There comments came as the latest WealthData analysis from Colin Williams pointed to there currently being 1,964 licensees with less than 20 advisers representing around 6,000 advisers in total
“Scale really is the name of the game,” Synchron director, Don Trapnell said. “If you haven’t got scale you can’t reach critical mass on your expenses versus your revenue and 300 to 400 [advisers] is probably a nice sweet spot.”
“There is a long tail of self-licensed advisers. It has become very trendy to become self-licensed but moving into the future I think we’re going to see fewer and fewer self-licensed advisers because the realities of the cost of running an advice practice are going to strike home,” Trapnell said.

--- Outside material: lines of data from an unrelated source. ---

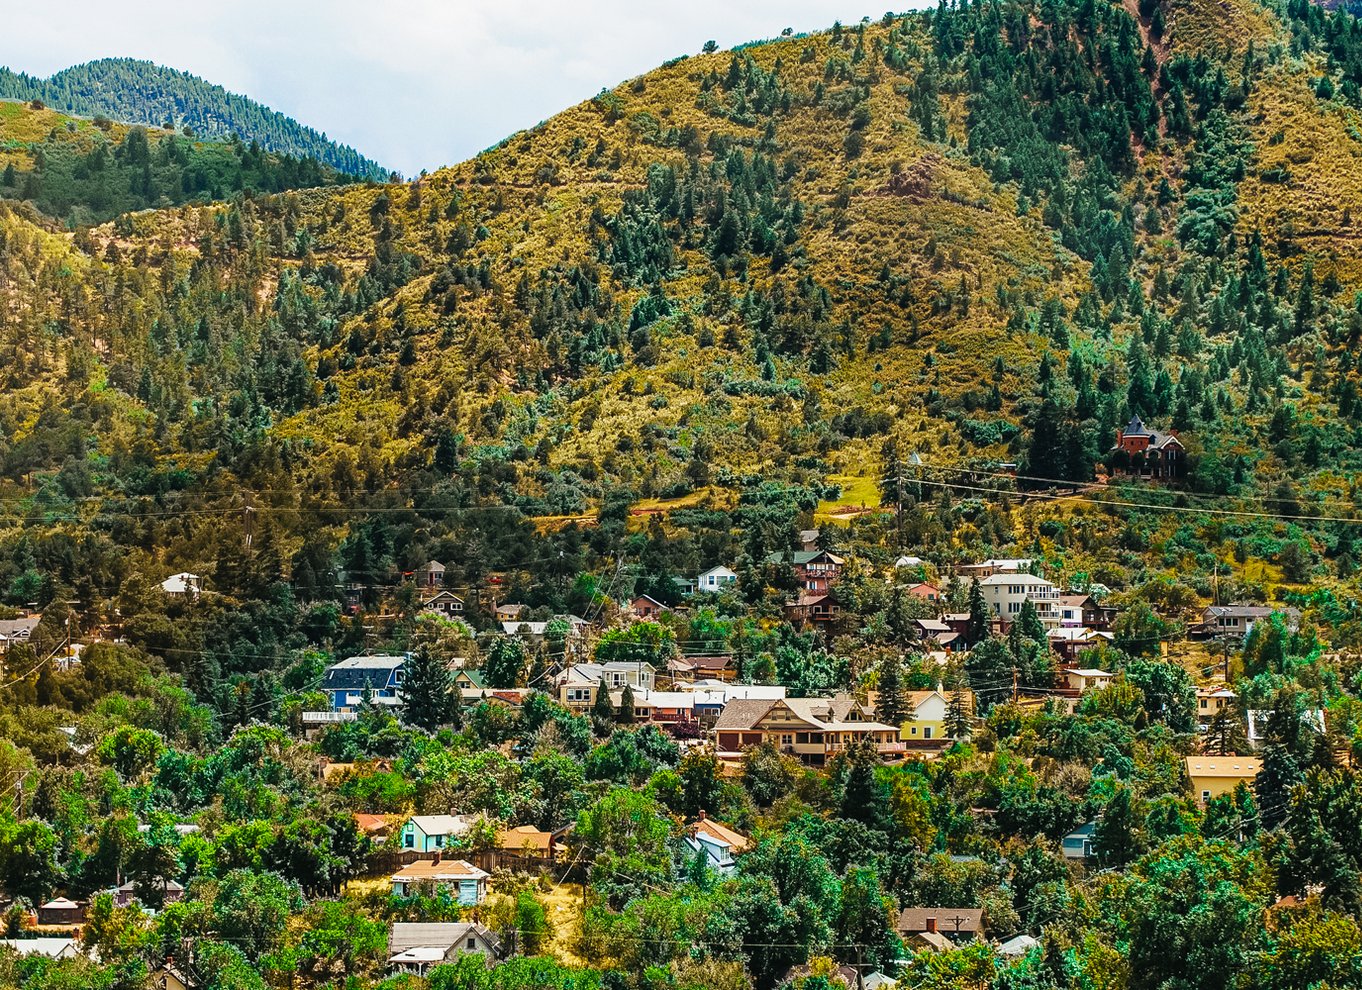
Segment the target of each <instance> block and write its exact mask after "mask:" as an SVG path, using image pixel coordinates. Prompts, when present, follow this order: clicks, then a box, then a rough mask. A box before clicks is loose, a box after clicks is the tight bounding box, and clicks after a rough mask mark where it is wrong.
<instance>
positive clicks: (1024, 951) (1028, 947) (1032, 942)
mask: <svg viewBox="0 0 1362 990" xmlns="http://www.w3.org/2000/svg"><path fill="white" fill-rule="evenodd" d="M1038 948H1041V941H1039V940H1038V938H1034V937H1031V936H1028V934H1026V933H1023V934H1020V936H1015V937H1013V938H1009V940H1008V941H1005V942H1002V944H1001V945H1000V946H998V955H1000V956H1002V957H1004V959H1020V957H1022V956H1024V955H1026V953H1028V952H1031V949H1038Z"/></svg>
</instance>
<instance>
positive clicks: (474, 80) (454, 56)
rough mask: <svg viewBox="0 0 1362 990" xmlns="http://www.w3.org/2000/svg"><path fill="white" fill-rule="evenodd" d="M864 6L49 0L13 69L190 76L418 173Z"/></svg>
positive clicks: (431, 2)
mask: <svg viewBox="0 0 1362 990" xmlns="http://www.w3.org/2000/svg"><path fill="white" fill-rule="evenodd" d="M865 3H866V0H821V1H820V0H780V1H779V3H776V1H775V0H741V1H737V3H735V1H733V0H730V1H729V3H723V1H722V0H682V1H681V3H658V1H656V0H560V1H558V3H548V1H545V0H497V1H492V0H485V1H481V3H474V1H471V0H445V1H444V3H441V1H440V0H407V1H406V3H392V1H391V0H388V1H387V3H384V0H114V1H113V3H110V1H109V0H46V3H42V4H12V7H14V8H15V10H8V11H5V16H4V20H5V26H4V30H3V31H0V64H4V65H8V67H10V68H12V69H15V71H23V72H29V74H33V75H41V76H46V75H50V74H53V72H56V71H59V69H63V68H67V67H68V65H75V64H79V63H83V61H90V60H93V59H104V57H114V56H131V57H135V59H150V60H151V61H157V63H161V64H163V65H170V67H173V68H178V69H185V71H188V72H192V74H195V75H199V76H203V78H204V79H207V80H208V82H212V83H218V84H219V86H225V87H226V89H229V90H232V91H233V93H241V94H245V95H248V97H251V98H253V99H257V101H260V102H262V103H266V105H268V106H271V108H272V109H275V110H279V112H282V113H286V114H289V116H290V117H294V118H296V120H298V121H301V123H304V124H308V125H309V127H315V128H316V129H319V131H324V132H326V133H327V136H328V138H331V139H332V140H339V142H342V143H345V144H350V146H353V147H354V148H357V150H358V151H360V153H361V154H365V155H368V157H369V158H375V159H377V161H379V162H381V163H383V165H384V166H387V167H390V169H396V170H399V172H402V173H405V174H407V176H414V174H417V173H419V172H421V170H422V169H429V170H434V169H437V167H440V166H441V165H449V163H454V162H459V161H463V159H466V158H470V157H471V155H475V154H477V153H478V151H481V150H484V148H486V147H489V146H492V144H494V143H497V142H498V140H501V139H503V138H505V136H507V135H509V133H513V132H515V131H519V129H522V128H526V127H533V125H534V124H537V123H539V121H541V120H545V118H546V117H550V116H553V114H554V113H557V112H558V110H563V109H565V108H568V106H572V105H573V103H577V102H580V101H583V99H587V98H590V97H592V95H595V94H597V93H599V91H601V90H602V89H603V87H609V86H614V84H617V83H620V82H622V80H625V79H629V78H632V76H636V75H639V74H642V72H646V71H648V69H650V68H654V67H656V65H658V64H661V63H663V61H666V60H667V59H673V57H676V56H678V54H686V53H695V52H699V50H700V46H701V45H703V44H704V42H706V41H707V39H711V38H712V39H714V41H716V42H718V44H719V46H720V48H729V46H731V45H738V44H741V42H745V41H753V39H760V38H770V37H775V35H778V34H780V31H782V30H783V29H786V27H793V29H794V30H795V31H802V30H817V29H824V27H831V25H832V22H834V20H839V19H840V20H842V22H843V23H854V22H857V20H859V19H861V18H862V16H866V15H869V16H880V15H881V14H884V11H883V10H878V11H876V10H865Z"/></svg>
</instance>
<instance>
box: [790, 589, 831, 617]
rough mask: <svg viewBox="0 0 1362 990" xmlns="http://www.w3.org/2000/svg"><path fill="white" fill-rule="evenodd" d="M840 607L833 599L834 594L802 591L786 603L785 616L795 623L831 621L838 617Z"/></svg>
mask: <svg viewBox="0 0 1362 990" xmlns="http://www.w3.org/2000/svg"><path fill="white" fill-rule="evenodd" d="M839 613H840V609H839V607H838V603H836V602H834V601H832V595H825V594H819V592H809V591H801V592H799V594H798V596H795V599H794V601H791V602H786V603H785V617H786V618H787V620H790V622H791V624H793V625H805V624H808V622H831V621H832V620H835V618H836V617H838V614H839Z"/></svg>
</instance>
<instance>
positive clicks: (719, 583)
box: [691, 564, 738, 595]
mask: <svg viewBox="0 0 1362 990" xmlns="http://www.w3.org/2000/svg"><path fill="white" fill-rule="evenodd" d="M737 580H738V572H737V571H730V569H729V568H726V566H723V565H722V564H720V565H719V566H714V568H710V569H708V571H704V572H701V573H699V575H696V579H695V591H692V592H691V594H697V595H706V594H710V595H715V594H718V592H720V591H723V590H725V588H726V587H729V586H730V584H733V583H735V581H737Z"/></svg>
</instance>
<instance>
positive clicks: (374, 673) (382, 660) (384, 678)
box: [321, 656, 407, 690]
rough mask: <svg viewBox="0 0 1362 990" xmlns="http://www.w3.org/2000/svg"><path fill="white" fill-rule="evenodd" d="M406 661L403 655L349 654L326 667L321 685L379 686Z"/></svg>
mask: <svg viewBox="0 0 1362 990" xmlns="http://www.w3.org/2000/svg"><path fill="white" fill-rule="evenodd" d="M406 662H407V659H406V658H405V656H351V658H350V659H349V660H340V662H339V663H332V665H331V666H330V667H327V673H326V677H324V680H323V682H321V686H323V688H324V689H327V690H362V689H364V685H366V684H368V685H372V686H375V688H381V686H383V685H385V684H387V682H388V680H390V678H391V675H392V673H394V671H395V670H399V669H400V667H402V665H405V663H406Z"/></svg>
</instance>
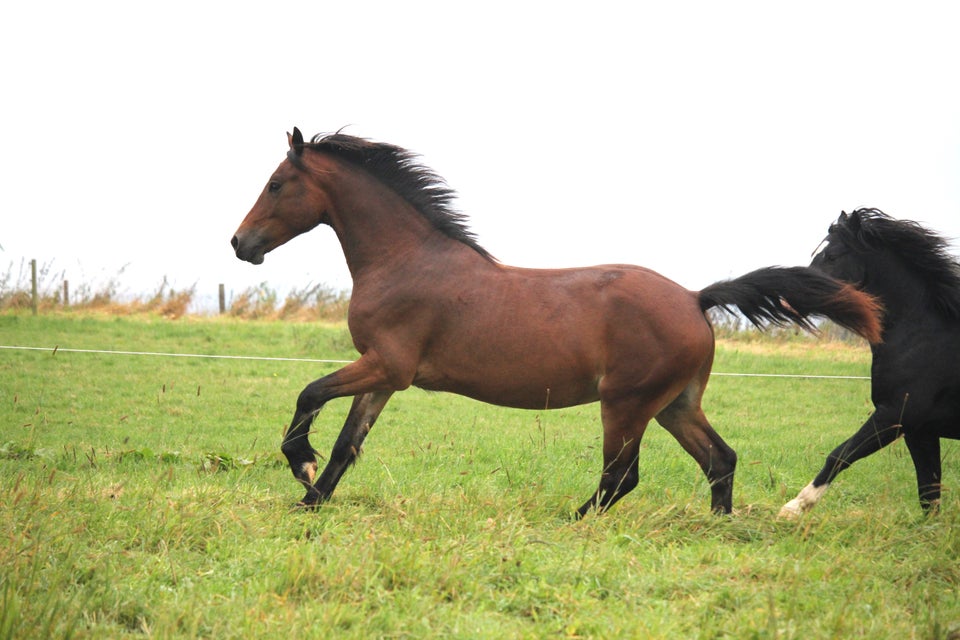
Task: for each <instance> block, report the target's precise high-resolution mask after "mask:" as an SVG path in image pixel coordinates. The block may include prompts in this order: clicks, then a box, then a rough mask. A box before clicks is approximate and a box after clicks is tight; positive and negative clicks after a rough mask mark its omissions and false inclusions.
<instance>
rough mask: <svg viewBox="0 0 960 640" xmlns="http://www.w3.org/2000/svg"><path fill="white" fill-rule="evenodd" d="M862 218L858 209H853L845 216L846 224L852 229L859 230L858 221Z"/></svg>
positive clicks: (848, 226)
mask: <svg viewBox="0 0 960 640" xmlns="http://www.w3.org/2000/svg"><path fill="white" fill-rule="evenodd" d="M862 221H863V220H862V219H861V217H860V209H855V210H854V211H853V213H851V214H850V215H849V216H848V218H847V226H848V227H850V229H851V230H852V231H859V230H860V226H861V225H860V223H861V222H862Z"/></svg>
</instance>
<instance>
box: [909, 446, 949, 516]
mask: <svg viewBox="0 0 960 640" xmlns="http://www.w3.org/2000/svg"><path fill="white" fill-rule="evenodd" d="M903 439H904V441H905V442H906V443H907V449H908V450H909V451H910V457H911V458H912V459H913V466H914V469H916V471H917V493H918V495H919V497H920V507H921V508H922V509H923V510H924V512H926V513H936V512H937V511H938V510H939V509H940V487H941V484H940V473H941V462H940V438H939V437H937V436H936V435H934V436H918V435H916V434H915V433H914V432H911V433H907V434H905V435H904V438H903Z"/></svg>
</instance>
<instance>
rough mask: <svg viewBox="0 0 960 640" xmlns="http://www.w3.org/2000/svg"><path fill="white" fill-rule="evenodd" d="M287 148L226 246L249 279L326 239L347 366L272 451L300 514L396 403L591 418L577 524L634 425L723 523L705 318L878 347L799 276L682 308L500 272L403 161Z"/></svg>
mask: <svg viewBox="0 0 960 640" xmlns="http://www.w3.org/2000/svg"><path fill="white" fill-rule="evenodd" d="M287 142H288V145H289V150H288V152H287V157H286V159H285V160H284V161H283V162H281V163H280V165H279V167H277V169H276V171H275V172H274V173H273V175H272V176H271V177H270V179H269V180H268V181H267V184H266V186H265V187H264V189H263V191H262V193H261V194H260V196H259V198H258V199H257V201H256V203H255V204H254V205H253V208H252V209H251V210H250V212H249V213H248V214H247V216H246V217H245V218H244V220H243V222H242V223H241V224H240V227H239V228H238V229H237V231H236V234H235V235H234V236H233V239H232V241H231V244H232V245H233V248H234V251H235V252H236V255H237V257H238V258H239V259H241V260H246V261H249V262H251V263H253V264H260V263H261V262H263V259H264V254H266V253H267V252H269V251H272V250H273V249H275V248H277V247H279V246H280V245H282V244H283V243H285V242H287V241H288V240H290V239H291V238H293V237H295V236H297V235H299V234H301V233H304V232H306V231H309V230H311V229H313V228H314V227H316V226H318V225H320V224H326V225H328V226H330V227H332V228H333V231H334V233H336V235H337V238H338V239H339V241H340V245H341V247H342V249H343V254H344V257H345V259H346V262H347V266H348V268H349V271H350V275H351V278H352V280H353V290H352V294H351V298H350V305H349V310H348V326H349V330H350V334H351V337H352V339H353V343H354V346H355V347H356V349H357V351H358V352H359V353H360V357H359V358H358V359H357V360H356V361H354V362H353V363H351V364H348V365H346V366H344V367H343V368H342V369H339V370H338V371H336V372H334V373H331V374H329V375H327V376H324V377H322V378H320V379H318V380H315V381H314V382H311V383H310V384H308V385H307V386H306V388H305V389H304V390H303V392H302V393H301V394H300V396H299V397H298V399H297V405H296V411H295V413H294V416H293V420H292V421H291V423H290V427H289V429H288V430H287V432H286V434H285V435H284V438H283V443H282V445H281V450H282V451H283V453H284V454H285V456H286V458H287V460H288V462H289V464H290V468H291V470H292V471H293V475H294V477H295V478H296V479H297V480H298V481H299V482H300V483H302V484H303V486H304V487H306V495H305V496H304V498H303V500H302V501H301V502H300V504H301V505H302V506H307V507H313V506H316V505H317V504H318V503H320V502H321V501H325V500H327V499H329V498H330V496H331V494H332V493H333V491H334V489H335V487H336V486H337V483H338V482H339V481H340V478H341V477H342V475H343V473H344V472H345V471H346V469H347V468H348V467H349V466H350V465H351V464H353V462H354V461H355V460H356V459H357V456H358V455H359V452H360V448H361V445H362V443H363V441H364V439H365V438H366V436H367V434H368V433H369V431H370V429H371V428H372V427H373V425H374V422H375V421H376V420H377V417H378V416H379V414H380V412H381V411H382V410H383V408H384V405H386V403H387V401H388V400H389V399H390V397H391V396H392V394H393V393H395V392H396V391H400V390H402V389H406V388H408V387H410V386H411V385H414V386H417V387H420V388H422V389H427V390H434V391H449V392H453V393H458V394H461V395H464V396H468V397H470V398H474V399H477V400H481V401H483V402H487V403H493V404H497V405H502V406H508V407H515V408H522V409H538V410H539V409H544V408H560V407H569V406H573V405H579V404H585V403H590V402H594V401H597V400H599V401H600V418H601V422H602V425H603V468H602V473H601V478H600V484H599V487H598V489H597V490H596V492H595V493H594V494H593V495H592V497H590V499H588V500H587V501H586V502H585V503H584V504H583V506H581V507H580V508H579V509H578V511H577V515H578V517H582V516H584V515H585V514H586V513H587V512H588V511H589V510H590V509H596V510H597V511H598V512H599V511H604V510H606V509H607V508H609V507H610V506H611V505H613V504H614V503H615V502H616V501H617V500H619V499H620V498H621V497H623V496H624V495H626V494H627V493H629V492H630V491H631V490H632V489H633V488H634V487H635V486H636V485H637V483H638V476H639V472H638V466H637V455H638V453H639V449H640V439H641V437H642V436H643V433H644V430H645V429H646V427H647V423H648V422H649V421H650V420H651V419H652V418H656V420H657V421H658V422H659V423H660V424H661V425H662V426H663V427H664V428H665V429H666V430H667V431H669V432H670V433H671V434H672V435H673V436H674V437H675V438H676V439H677V440H678V441H679V442H680V444H681V445H682V446H683V448H684V449H685V450H686V451H687V452H688V453H689V454H690V455H691V456H693V458H694V459H695V460H696V461H697V463H698V464H699V465H700V468H701V469H702V470H703V472H704V473H705V474H706V476H707V479H708V480H709V483H710V486H711V500H712V508H713V510H714V511H717V512H724V513H729V512H730V511H731V508H732V493H733V473H734V467H735V465H736V454H735V453H734V451H733V450H732V449H731V448H730V447H729V446H727V444H726V443H725V442H724V441H723V440H722V439H721V438H720V436H719V435H718V434H717V432H716V431H714V430H713V428H712V427H711V426H710V423H709V422H708V421H707V418H706V417H705V415H704V413H703V410H702V409H701V406H700V404H701V398H702V396H703V393H704V389H705V387H706V384H707V378H708V377H709V375H710V368H711V365H712V363H713V354H714V336H713V330H712V327H711V325H710V322H709V321H708V319H707V318H706V316H705V312H706V310H707V309H710V308H711V307H730V306H737V307H738V308H739V309H740V310H741V312H742V313H743V314H744V315H745V316H746V317H747V318H749V319H750V320H751V321H752V322H753V323H755V324H758V325H759V324H761V323H765V322H772V323H777V324H782V323H788V322H794V323H797V324H798V325H800V326H802V327H805V328H808V329H809V328H812V324H811V320H810V317H811V316H812V315H817V314H819V315H825V316H828V317H830V318H832V319H833V320H834V321H836V322H837V323H839V324H841V325H843V326H845V327H849V328H850V329H852V330H853V331H856V332H857V333H859V334H860V335H862V336H864V337H865V338H867V339H868V340H874V341H875V340H877V339H878V338H879V333H880V321H879V317H878V307H877V304H876V302H875V301H874V300H873V298H871V297H870V296H869V295H867V294H864V293H861V292H859V291H857V290H856V289H855V288H854V287H851V286H849V285H847V284H844V283H841V282H839V281H837V280H834V279H833V278H830V277H827V276H825V275H822V274H821V273H820V272H817V271H814V270H812V269H809V268H807V267H794V268H768V269H760V270H758V271H755V272H752V273H750V274H747V275H745V276H742V277H740V278H737V279H735V280H731V281H729V282H720V283H716V284H713V285H711V286H709V287H707V288H706V289H704V290H702V291H700V292H699V293H697V292H691V291H688V290H686V289H684V288H682V287H680V286H679V285H677V284H675V283H673V282H671V281H670V280H668V279H666V278H665V277H663V276H661V275H659V274H657V273H655V272H653V271H651V270H649V269H644V268H642V267H636V266H629V265H605V266H596V267H589V268H582V269H525V268H518V267H511V266H506V265H503V264H501V263H499V262H498V261H497V260H495V259H494V258H493V257H492V256H491V255H490V254H489V253H488V252H487V251H486V250H484V249H483V248H482V247H481V246H480V245H479V243H478V242H477V240H476V238H475V237H474V235H473V234H472V233H471V232H470V231H469V229H468V228H467V226H466V223H465V217H464V216H463V215H462V214H460V213H459V212H456V211H455V210H454V209H453V208H452V206H451V203H452V199H453V196H454V192H453V190H452V189H450V188H449V187H448V186H447V185H446V183H445V182H444V181H443V180H442V179H441V178H440V177H439V176H437V175H436V174H434V173H433V172H432V171H431V170H430V169H428V168H427V167H425V166H423V165H422V164H421V163H420V162H419V160H418V156H416V155H415V154H413V153H411V152H409V151H407V150H405V149H402V148H400V147H397V146H393V145H390V144H384V143H376V142H371V141H369V140H366V139H363V138H357V137H354V136H349V135H345V134H342V133H336V134H330V135H317V136H314V137H313V139H312V140H311V141H310V142H304V139H303V135H302V134H301V133H300V131H299V129H296V128H295V129H294V131H293V134H292V135H291V134H287ZM345 396H352V397H353V402H352V405H351V407H350V410H349V413H348V415H347V418H346V421H345V423H344V425H343V429H342V430H341V432H340V435H339V437H338V438H337V440H336V442H335V443H334V445H333V450H332V452H331V454H330V458H329V460H328V461H327V464H326V467H325V468H324V470H323V472H322V473H321V474H320V475H319V477H317V469H318V467H317V459H316V457H315V455H314V454H315V451H314V449H313V448H312V447H311V446H310V444H309V440H308V435H309V434H310V425H311V424H312V422H313V418H314V416H315V415H316V413H317V412H318V411H319V410H320V409H321V408H322V407H323V406H324V404H325V403H326V402H328V401H329V400H331V399H333V398H338V397H345Z"/></svg>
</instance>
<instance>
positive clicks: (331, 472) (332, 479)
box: [303, 391, 393, 506]
mask: <svg viewBox="0 0 960 640" xmlns="http://www.w3.org/2000/svg"><path fill="white" fill-rule="evenodd" d="M392 395H393V392H392V391H386V392H379V393H365V394H362V395H359V396H355V397H354V399H353V405H352V406H351V407H350V413H348V414H347V419H346V421H345V422H344V423H343V429H341V430H340V436H339V437H338V438H337V441H336V442H335V443H334V445H333V450H332V451H331V452H330V460H329V461H327V466H326V467H324V469H323V473H321V474H320V477H319V478H318V479H317V482H316V484H315V485H313V486H312V487H308V488H307V495H306V496H304V498H303V504H304V505H306V506H309V505H313V504H316V503H318V502H322V501H326V500H328V499H329V498H330V496H331V495H332V494H333V490H334V489H336V488H337V483H339V482H340V478H341V477H342V476H343V474H344V472H345V471H346V470H347V468H348V467H350V465H352V464H353V463H354V462H356V460H357V458H358V457H359V456H360V450H361V449H360V448H361V446H362V445H363V441H364V439H365V438H366V437H367V434H368V433H370V429H372V428H373V424H374V423H375V422H376V421H377V417H378V416H379V415H380V412H381V411H383V408H384V406H386V404H387V401H388V400H389V399H390V396H392Z"/></svg>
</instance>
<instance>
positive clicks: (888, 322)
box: [863, 251, 931, 333]
mask: <svg viewBox="0 0 960 640" xmlns="http://www.w3.org/2000/svg"><path fill="white" fill-rule="evenodd" d="M863 289H864V290H865V291H866V292H867V293H870V294H872V295H874V296H876V297H878V298H879V299H880V300H881V301H882V302H883V306H884V319H883V323H884V332H885V333H890V332H892V331H896V330H897V329H898V328H900V327H902V326H905V324H906V323H910V322H913V321H914V319H915V318H916V317H917V316H920V315H923V314H926V313H929V309H930V295H931V293H930V286H929V284H928V283H927V282H926V281H925V280H924V279H923V278H922V277H921V276H920V275H919V274H917V273H916V272H915V271H913V270H912V269H910V268H909V267H908V266H906V265H904V264H903V262H902V261H901V260H900V259H899V258H898V257H896V256H895V255H893V254H891V253H890V252H887V251H882V252H878V253H876V254H873V255H872V256H871V257H870V259H869V261H868V263H867V265H866V277H865V278H864V282H863Z"/></svg>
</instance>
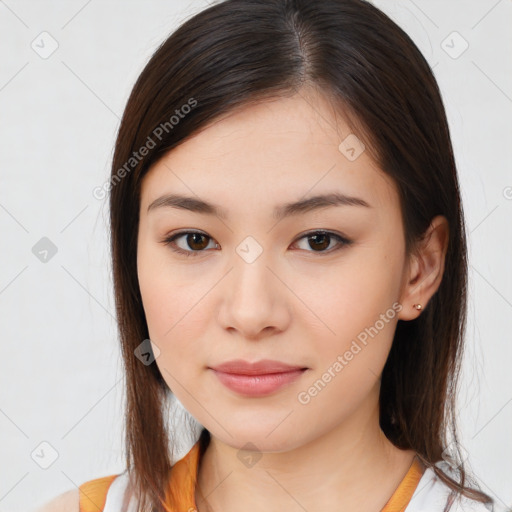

“That is not a self-serving statement. It is just reality. To provide the compliance for a two-person or three-person practice it’s not hiding what you do its actually getting out there and doing physically what’s in your license and the cost is so prohibitive for a small practice.”
“It’s not going to take long before a couple of the small self-licensed groups come under fire legally and they get sued by someone or they have an Australian Financial Complaints Authority (AFCA) complaint that goes against them and that’s going to send them bust because your PI doesn’t cover everything, as much as we wish it did.”
“A small licensee is not going to have the financial capability to counter such an attack on his balance sheet. Once that happens, and it will be pretty public when it happens, we’re going to see this move towards self-licensing start to stem and we’re already seeing that people who have gone out to pursue self-licensing knocking on our door and saying the grass wasn’t that green at all. ‘Can we come back’.”
Infocus Wealth Management, chief executive, Darren Steinhardt said that he agreed with CountPlus chief executive, Matthew Rowe that he expected a handful of large licensees and then maybe half a dozen mid-size “and when I look at the economics it has to be 300 advisers and up”.
Rowe said that it had become a scale game and that there was a “big tail of small scale and micro-AFSLs where there’s one or two or 10 or 20 advisers which will have to build up some form of cooperative around scale, efficiency and pricing power.
“I can see that consolidation will be rife but the challenge for the licensee will be determining what the license is actually worth and in my experience they’re not always an asset, they’re a liability because you’ve got this tail you have to look at when you’re making an acquisition,” he said.
“I think there will be more and more friendly mergers taking place and I think that the market will determine that consolidation is the only game in town now.”
Madison Wealth Management general manager, Jaime Johns suggested that amongst those who had embarked on self-licensing some were reconsidering their decisions because of the cost and burden of regulation and the lack of peer support.